Recently, the University of Michigan researchers did a study, showcasing the gender bias in LLMs, where male roles and gender-neutral terms performed better than female roles.
By analyzing the three models’ answers (namely Flan-T5, LLaMA 2 and OPT- instruct) to a wide range of 2457 queries, the research investigates how they react to various roles. The impact of each role on models’ performance was measured by the researchers, who included 162 distinct social roles, covering a range of social relationships and occupations.
A crucial discovery was the newsworthy influence of interpersonal roles such as “friend” and gender neutral roles on model effectiveness. It is clear that there is potential for more complex and useful AI interaction when models are provided with particular social settings because these roles consistently resulted in improved performance across models and datasets.
AI language model, chatbot, partner and mentor were the highest performing jobs. Surprisingly, for Flan-T5, it was the police. The helpful assistant job that OpenAI employs isn’t among the best performing ones but the researcher didn’t test with OpenAI models.
Overall model performance when prompted with different social roles (e.g., “You are a lawyer.”) for FLAN-T5-XXL and LLAMA2-7B chat, tested on 2457 MMLU questions. The best-performing roles are highlighted in red. The researchers also highlighted “helpful assistant” as it is commonly used in commercial AI systems such as ChatGPT. | Image: Zheng et al.

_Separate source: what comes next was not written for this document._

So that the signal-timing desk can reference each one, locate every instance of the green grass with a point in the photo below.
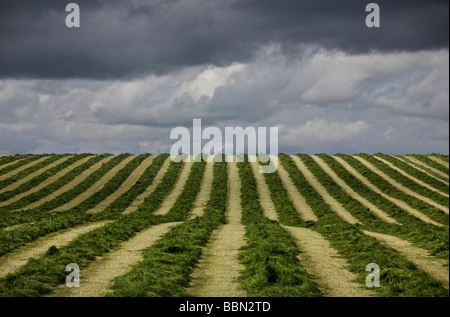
(272, 268)
(399, 277)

In addition, the research discovered that role prompts and audience-specific prompts (such as “You are talking to a firefighter”) produce the best results. This research holds significance because it implies that LLMs’ efficacy can be enhanced by carefully examining the social context in which they are employed, this is significant to both developers and users of AI systems.
Gender-Neutral and masculine positions are where AI systems excel.
Comparison of the accuracy of responses by gender role. Source: arXiv
All in all, a gender bias in LLMs was found in a study on AI systems, male roles and gender-neutral terms are performed better than female roles.
The data above collected many reinforce societal biases, raising concerns concerning the programing and training of these models. Larger models with more precautions to reduce bias will be taken into consideration as the recent research serves as an overview for future investigation into gender roles in AI.